There is a bronze and marble sculpture by the French craftsman, Auguste Rodin, called "The Thinker." It is of a man sitting with his back bent forward, his right elbow on his left knee, and the back of his right hand below his chin. It is said, "The Thinker," depicts a man in sober meditation battling with a powerful inner struggle, and often used to represent philosophy. As a visual, this sculpture exemplifies someone in contemplation. When we talk about contemplating, we are talking about reflecting deeply and thinking intently about the spiritual realm, for contemplation may also be prayer and lead to some forms of meditation. To contemplate, is to reflect, view and evaluate thoughtfully and carefully.  It is exercising the mind, or one's  power of reason in order to make inferences, decisions, and to arrive at solutions or sound judgments. Once something has been contemplated, and usually the process takes a long time, evidence manifests and proof comes to bear in behavior and attitudes. Other forms of reflection are pondering, musing, and mulling things over. These things infer to consider thoughtfully and seriously, but not as deeply, and not as long. There is also speculation and rumination. These forms of thinking differ from contemplation in that good and bad thoughts are considered, whereas contemplation is of spiritual values, the good and the beautiful, the pure and the just. Thoughts in contemplation take root in the mind and produce their own circumstances of kindness and grace as these habits grow out of this type of deep thought. "Man is buffered by circumstances so long as he believes himself to be the creature of outside conditions, but when he realizes that he is a creative power, and that he may command the hidden soil and seed of his being out of which circumstances grow, he then becomes the rightful master of himself," James Allen, the the author of As A Man Thinketh.
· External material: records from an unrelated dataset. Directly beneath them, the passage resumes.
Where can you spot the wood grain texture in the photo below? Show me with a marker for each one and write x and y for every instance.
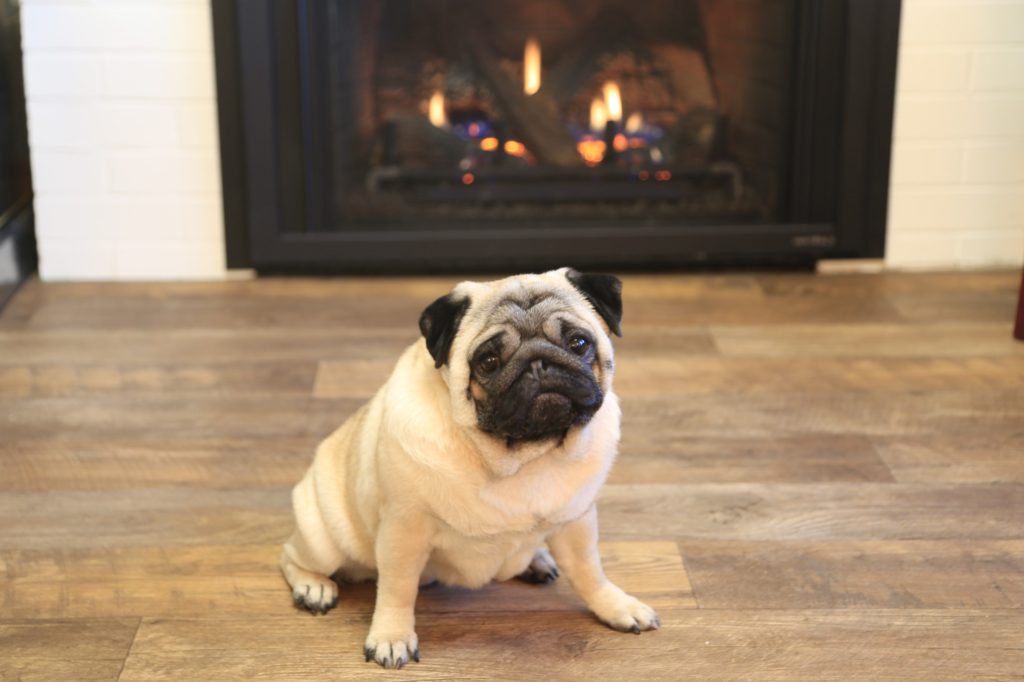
(60, 649)
(865, 573)
(219, 581)
(813, 511)
(875, 644)
(820, 478)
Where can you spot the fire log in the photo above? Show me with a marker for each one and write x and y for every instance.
(535, 118)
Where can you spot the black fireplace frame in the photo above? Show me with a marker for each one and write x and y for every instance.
(838, 193)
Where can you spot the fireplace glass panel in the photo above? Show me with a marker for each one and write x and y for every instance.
(530, 113)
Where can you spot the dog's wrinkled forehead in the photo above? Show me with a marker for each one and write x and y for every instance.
(529, 311)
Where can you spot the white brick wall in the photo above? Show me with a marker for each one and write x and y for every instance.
(956, 195)
(123, 129)
(122, 117)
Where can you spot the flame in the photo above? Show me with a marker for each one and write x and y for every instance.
(514, 147)
(634, 123)
(531, 67)
(592, 151)
(435, 110)
(598, 115)
(612, 100)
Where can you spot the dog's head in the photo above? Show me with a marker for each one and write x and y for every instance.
(526, 358)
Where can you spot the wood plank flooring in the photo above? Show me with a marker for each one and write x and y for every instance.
(820, 478)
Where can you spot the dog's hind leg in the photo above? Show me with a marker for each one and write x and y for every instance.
(542, 568)
(311, 589)
(309, 556)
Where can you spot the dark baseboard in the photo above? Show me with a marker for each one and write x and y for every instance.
(17, 250)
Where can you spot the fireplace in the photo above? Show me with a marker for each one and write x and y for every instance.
(396, 135)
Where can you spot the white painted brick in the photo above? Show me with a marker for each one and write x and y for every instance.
(198, 124)
(992, 248)
(938, 117)
(930, 117)
(922, 249)
(61, 123)
(994, 116)
(65, 74)
(169, 260)
(138, 124)
(85, 259)
(955, 207)
(181, 217)
(1000, 161)
(933, 69)
(117, 26)
(962, 22)
(160, 172)
(64, 172)
(68, 218)
(164, 76)
(998, 69)
(927, 162)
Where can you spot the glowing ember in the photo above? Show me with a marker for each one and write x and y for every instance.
(612, 100)
(531, 67)
(592, 151)
(598, 115)
(514, 147)
(435, 110)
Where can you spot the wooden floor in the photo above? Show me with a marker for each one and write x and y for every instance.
(820, 478)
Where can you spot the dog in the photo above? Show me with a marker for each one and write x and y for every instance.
(478, 460)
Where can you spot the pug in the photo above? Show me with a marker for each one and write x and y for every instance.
(479, 460)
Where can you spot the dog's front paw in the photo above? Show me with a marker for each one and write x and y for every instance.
(542, 568)
(622, 611)
(391, 650)
(314, 593)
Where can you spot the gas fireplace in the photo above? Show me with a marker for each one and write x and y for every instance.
(397, 135)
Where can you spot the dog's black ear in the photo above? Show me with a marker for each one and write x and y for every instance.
(439, 323)
(604, 292)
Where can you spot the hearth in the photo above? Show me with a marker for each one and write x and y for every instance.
(389, 134)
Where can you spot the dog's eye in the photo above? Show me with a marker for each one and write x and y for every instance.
(487, 364)
(579, 344)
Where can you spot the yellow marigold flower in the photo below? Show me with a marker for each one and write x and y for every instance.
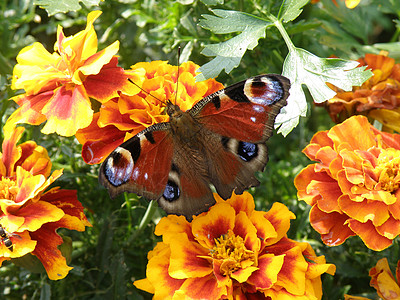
(382, 279)
(233, 252)
(378, 98)
(136, 109)
(58, 85)
(354, 186)
(29, 215)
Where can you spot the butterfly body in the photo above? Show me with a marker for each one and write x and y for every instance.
(219, 142)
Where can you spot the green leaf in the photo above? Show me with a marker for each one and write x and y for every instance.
(213, 2)
(55, 6)
(291, 9)
(228, 54)
(303, 67)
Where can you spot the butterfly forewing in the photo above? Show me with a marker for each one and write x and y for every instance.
(246, 110)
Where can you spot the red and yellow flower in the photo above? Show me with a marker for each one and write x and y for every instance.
(382, 279)
(132, 111)
(233, 252)
(354, 186)
(30, 214)
(378, 98)
(58, 86)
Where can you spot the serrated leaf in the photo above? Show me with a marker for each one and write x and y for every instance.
(292, 9)
(228, 54)
(55, 6)
(213, 2)
(303, 67)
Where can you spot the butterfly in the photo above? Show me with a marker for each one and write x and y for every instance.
(219, 142)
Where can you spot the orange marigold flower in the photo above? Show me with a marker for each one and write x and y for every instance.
(354, 187)
(29, 215)
(136, 109)
(233, 252)
(382, 279)
(58, 85)
(378, 98)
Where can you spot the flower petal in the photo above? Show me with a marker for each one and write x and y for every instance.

And from Philippians 4:8; "Finally brethren, whatsoever things are honest, whatsoever things are just, whatsoever things are pure, whatsoever things are lovely, whatsoever things are of good report, if there be any virtue, and if there be any praise, think on these things." Priests, as well as friars (brothers, monks) and nuns, are known for their contemplative praying. However, anyone fitting the above description can be, relatively speaking, called practicing contemplation.